Их было шесть — шесть изящных миниатюрных портретов на слоновой кости, тщательно проработанных и полных тончайших признаков таланта. Все они, по-видимому, были воспроизведением всего двух голов, женской и детской — дама хорошо подходила на роль матери ребенка, который вполне мог быть божественным. Было по три этюда каждого; каждый был представлен в трех характерах, выбранных художником, обладающим чувством печали, каким-то трогательным воспоминанием.
На одной картине дама — очевидно англичанка, задумчивая блондинка с большими и самыми милыми голубыми глазами, занавешенными длиннейшими ресницами, правильными и утонченными чертами лица, намекающими на чистую кровь, бутонами губ, полными чувствительности, подбородком и лбом, которые показывали интеллект, а также родословную, и щеками, тронутыми оттенком молодой розы — была как прекрасная дебютантка, цветок богатых гостиных, в свой первый сезон: один белый бутон моховой розы в ее гладко заплетенных волосах; ее ямочки, круглые, белые плечи оставлены для собственного украшения; и из драгоценностей только один опал на ее созревающей груди; — столько ее платья, сколько было показано, было простым белым лифом чистой девичества.

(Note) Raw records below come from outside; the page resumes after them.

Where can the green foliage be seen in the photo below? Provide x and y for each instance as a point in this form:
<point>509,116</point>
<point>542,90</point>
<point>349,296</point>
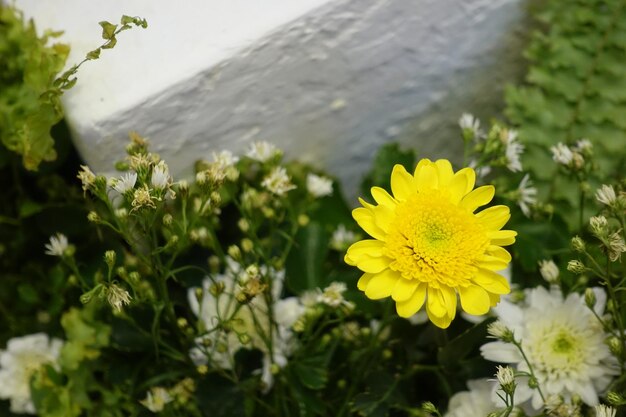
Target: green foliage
<point>27,110</point>
<point>575,87</point>
<point>30,103</point>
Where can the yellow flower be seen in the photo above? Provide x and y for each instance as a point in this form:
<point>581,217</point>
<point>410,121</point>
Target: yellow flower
<point>429,245</point>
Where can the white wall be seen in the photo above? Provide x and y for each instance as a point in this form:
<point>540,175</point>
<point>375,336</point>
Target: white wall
<point>328,81</point>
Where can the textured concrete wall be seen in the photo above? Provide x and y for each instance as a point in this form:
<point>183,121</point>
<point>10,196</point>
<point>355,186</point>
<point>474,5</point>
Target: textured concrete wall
<point>328,81</point>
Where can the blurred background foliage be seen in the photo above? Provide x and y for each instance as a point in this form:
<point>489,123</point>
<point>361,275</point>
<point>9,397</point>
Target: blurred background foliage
<point>575,88</point>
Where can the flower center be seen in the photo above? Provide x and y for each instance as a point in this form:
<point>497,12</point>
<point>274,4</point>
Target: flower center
<point>435,241</point>
<point>563,343</point>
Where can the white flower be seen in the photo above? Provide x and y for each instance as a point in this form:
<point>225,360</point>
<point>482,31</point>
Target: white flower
<point>156,399</point>
<point>319,186</point>
<point>549,271</point>
<point>160,176</point>
<point>262,151</point>
<point>563,341</point>
<point>57,246</point>
<point>505,376</point>
<point>605,411</point>
<point>527,195</point>
<point>252,319</point>
<point>288,311</point>
<point>562,154</point>
<point>225,159</point>
<point>477,402</point>
<point>117,297</point>
<point>513,151</point>
<point>23,356</point>
<point>126,183</point>
<point>86,177</point>
<point>342,238</point>
<point>606,195</point>
<point>469,122</point>
<point>277,181</point>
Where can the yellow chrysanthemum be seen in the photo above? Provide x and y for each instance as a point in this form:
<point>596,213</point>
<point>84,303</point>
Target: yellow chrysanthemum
<point>429,245</point>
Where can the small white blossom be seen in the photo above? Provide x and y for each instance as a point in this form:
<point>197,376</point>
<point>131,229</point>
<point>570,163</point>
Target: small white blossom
<point>562,340</point>
<point>87,177</point>
<point>606,195</point>
<point>342,238</point>
<point>23,356</point>
<point>562,154</point>
<point>476,402</point>
<point>605,411</point>
<point>513,151</point>
<point>156,399</point>
<point>126,183</point>
<point>527,195</point>
<point>277,181</point>
<point>549,271</point>
<point>319,186</point>
<point>117,297</point>
<point>469,122</point>
<point>58,245</point>
<point>262,151</point>
<point>505,376</point>
<point>333,294</point>
<point>225,159</point>
<point>615,246</point>
<point>160,176</point>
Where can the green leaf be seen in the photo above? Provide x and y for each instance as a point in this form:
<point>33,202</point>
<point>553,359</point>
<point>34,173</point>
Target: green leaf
<point>28,208</point>
<point>95,54</point>
<point>108,30</point>
<point>458,348</point>
<point>305,264</point>
<point>219,397</point>
<point>312,372</point>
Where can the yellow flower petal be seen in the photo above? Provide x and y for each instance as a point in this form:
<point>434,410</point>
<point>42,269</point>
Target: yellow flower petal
<point>492,281</point>
<point>494,218</point>
<point>363,281</point>
<point>441,322</point>
<point>373,265</point>
<point>421,164</point>
<point>474,300</point>
<point>479,197</point>
<point>366,204</point>
<point>383,198</point>
<point>381,285</point>
<point>402,185</point>
<point>499,252</point>
<point>470,175</point>
<point>502,237</point>
<point>411,306</point>
<point>404,289</point>
<point>426,178</point>
<point>457,186</point>
<point>383,216</point>
<point>444,171</point>
<point>492,263</point>
<point>365,219</point>
<point>436,302</point>
<point>366,247</point>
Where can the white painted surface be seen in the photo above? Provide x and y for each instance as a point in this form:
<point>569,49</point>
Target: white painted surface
<point>328,81</point>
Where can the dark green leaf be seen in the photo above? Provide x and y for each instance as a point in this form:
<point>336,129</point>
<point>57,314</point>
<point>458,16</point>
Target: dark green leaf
<point>305,264</point>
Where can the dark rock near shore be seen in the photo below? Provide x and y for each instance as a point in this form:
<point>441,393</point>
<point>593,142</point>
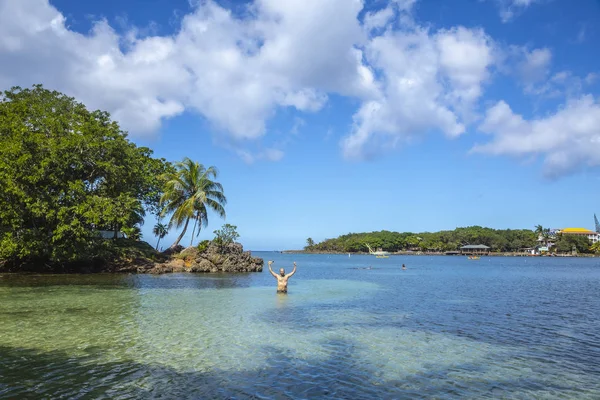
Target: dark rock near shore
<point>228,258</point>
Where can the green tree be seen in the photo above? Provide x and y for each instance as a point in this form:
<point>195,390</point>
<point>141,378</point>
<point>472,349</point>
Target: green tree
<point>566,242</point>
<point>226,235</point>
<point>160,230</point>
<point>66,173</point>
<point>134,232</point>
<point>310,243</point>
<point>188,194</point>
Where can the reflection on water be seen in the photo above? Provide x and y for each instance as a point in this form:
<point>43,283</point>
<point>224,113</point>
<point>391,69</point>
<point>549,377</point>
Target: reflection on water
<point>502,328</point>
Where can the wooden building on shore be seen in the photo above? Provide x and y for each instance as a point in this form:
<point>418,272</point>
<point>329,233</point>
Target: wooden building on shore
<point>475,249</point>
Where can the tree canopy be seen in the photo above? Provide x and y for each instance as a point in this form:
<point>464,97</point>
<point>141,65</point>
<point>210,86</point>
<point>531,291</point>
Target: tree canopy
<point>66,173</point>
<point>497,240</point>
<point>188,194</point>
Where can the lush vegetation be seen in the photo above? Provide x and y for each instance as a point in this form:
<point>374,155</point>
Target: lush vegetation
<point>188,193</point>
<point>226,235</point>
<point>504,240</point>
<point>70,178</point>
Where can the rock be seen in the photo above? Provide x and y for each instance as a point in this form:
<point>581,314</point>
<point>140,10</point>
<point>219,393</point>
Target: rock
<point>173,250</point>
<point>202,265</point>
<point>230,258</point>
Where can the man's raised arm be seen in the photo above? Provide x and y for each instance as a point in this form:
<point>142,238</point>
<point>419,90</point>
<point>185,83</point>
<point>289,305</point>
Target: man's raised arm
<point>293,271</point>
<point>271,271</point>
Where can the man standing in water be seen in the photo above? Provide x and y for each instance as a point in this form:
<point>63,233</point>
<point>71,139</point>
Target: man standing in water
<point>282,278</point>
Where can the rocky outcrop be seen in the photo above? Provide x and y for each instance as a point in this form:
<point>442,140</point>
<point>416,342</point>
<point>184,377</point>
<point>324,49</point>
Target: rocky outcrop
<point>229,258</point>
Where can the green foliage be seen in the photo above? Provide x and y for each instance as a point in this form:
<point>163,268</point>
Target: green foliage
<point>226,235</point>
<point>161,230</point>
<point>65,173</point>
<point>189,192</point>
<point>133,232</point>
<point>565,243</point>
<point>498,240</point>
<point>203,245</point>
<point>309,244</point>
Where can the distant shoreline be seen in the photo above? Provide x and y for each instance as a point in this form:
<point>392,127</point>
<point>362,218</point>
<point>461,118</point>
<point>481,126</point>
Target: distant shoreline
<point>418,253</point>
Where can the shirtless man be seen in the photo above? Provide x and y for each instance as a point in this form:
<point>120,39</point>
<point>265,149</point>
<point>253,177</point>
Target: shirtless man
<point>282,278</point>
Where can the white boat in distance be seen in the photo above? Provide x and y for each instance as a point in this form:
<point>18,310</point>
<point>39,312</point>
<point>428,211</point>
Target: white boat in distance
<point>379,253</point>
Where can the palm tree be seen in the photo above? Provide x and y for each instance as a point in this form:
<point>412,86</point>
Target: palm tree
<point>161,230</point>
<point>189,193</point>
<point>539,230</point>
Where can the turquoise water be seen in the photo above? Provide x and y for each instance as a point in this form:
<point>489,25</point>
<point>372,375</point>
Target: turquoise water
<point>447,327</point>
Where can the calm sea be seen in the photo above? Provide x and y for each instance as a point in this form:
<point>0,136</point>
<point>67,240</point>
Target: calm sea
<point>447,327</point>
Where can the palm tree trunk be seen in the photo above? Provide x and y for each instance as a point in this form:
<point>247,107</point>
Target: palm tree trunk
<point>187,221</point>
<point>194,231</point>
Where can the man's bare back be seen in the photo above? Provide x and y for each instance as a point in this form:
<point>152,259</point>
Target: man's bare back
<point>282,278</point>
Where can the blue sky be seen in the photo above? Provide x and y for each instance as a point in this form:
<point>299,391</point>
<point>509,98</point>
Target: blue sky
<point>332,116</point>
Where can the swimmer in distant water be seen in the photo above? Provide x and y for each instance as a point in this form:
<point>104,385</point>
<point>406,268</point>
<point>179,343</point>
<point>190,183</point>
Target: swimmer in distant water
<point>282,278</point>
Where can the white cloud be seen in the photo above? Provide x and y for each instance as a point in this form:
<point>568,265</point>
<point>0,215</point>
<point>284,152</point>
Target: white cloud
<point>566,140</point>
<point>236,72</point>
<point>428,81</point>
<point>535,65</point>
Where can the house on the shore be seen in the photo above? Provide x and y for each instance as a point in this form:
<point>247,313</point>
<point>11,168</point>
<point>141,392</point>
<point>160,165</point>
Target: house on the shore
<point>591,235</point>
<point>475,249</point>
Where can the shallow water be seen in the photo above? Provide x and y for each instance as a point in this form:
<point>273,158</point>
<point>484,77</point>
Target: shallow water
<point>447,327</point>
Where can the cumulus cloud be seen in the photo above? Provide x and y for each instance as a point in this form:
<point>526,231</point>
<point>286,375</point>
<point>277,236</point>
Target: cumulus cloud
<point>428,81</point>
<point>566,140</point>
<point>235,72</point>
<point>238,71</point>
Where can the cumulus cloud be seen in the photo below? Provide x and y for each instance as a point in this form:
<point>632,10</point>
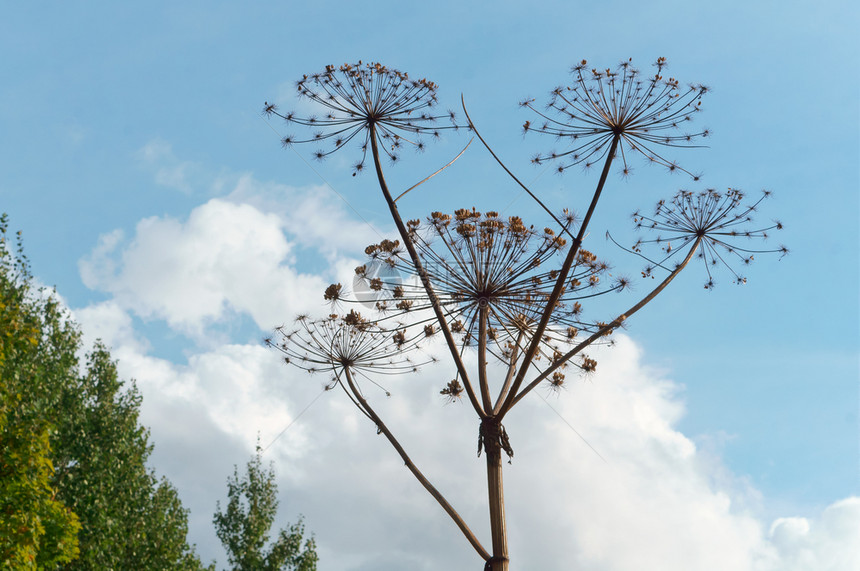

В следующей она прошла через интервал испытания, для ее мужества, ее терпения и ее гордости — очень немногие годы, возможно, но достаточно, чтобы даровать этот высокомерный, вызывающий взгляд и зафиксировать эти несравненные черты в почти насмешке. Больше ее светлая голова не была склонена, ее глаза опущены, в сжимающейся застенчивости; но прямо и властно она смотрела на какую-то тиранию, или наглость, или злобу, в лицо, чтобы смотреть на это вниз. Драгоценности окружали ее лоб, и букет жемчуга был счастлив на ее более полной груди.
Еще несколько лет спустя — и как изменилась! «Так я видел розу», — говорит тот Шекспир кафедры, старый Джереми Тейлор, когда она «склонила голову и сломала свой стебель; и ночью, потеряв часть своих листьев и всю свою красоту, она упала в долю сорняков и изношенных лиц». Увы, Прощай, и Никогда больше вздыхали из тех впалых щек, тех горестных глаз, тех бледных губ, тех ивоподобных длинных волос и печального одеяния покинутой Дидоны.
Так и с ребенком. Сначала розовый, беззаботный, кудрявый ребенок трех лет или около того — с глазами, полными удивления и жадности, весь весна и радость, и прекрасный, как Любовь.
Затем бледный и измученный болью, тяжелыми глазами и усталый, слабо полулежащий в большом кресле, все еще — бездумно удерживаемый медальон едва удерживался его тонкими пальцами, его лоб морщился от жестоких приступов, сладкие изогнутые линии его губ скручивались в хныкающие складки, кудри на его венозно-трассированных висках неестественно яркие, как от липкости — болезненная картина для глаз матери!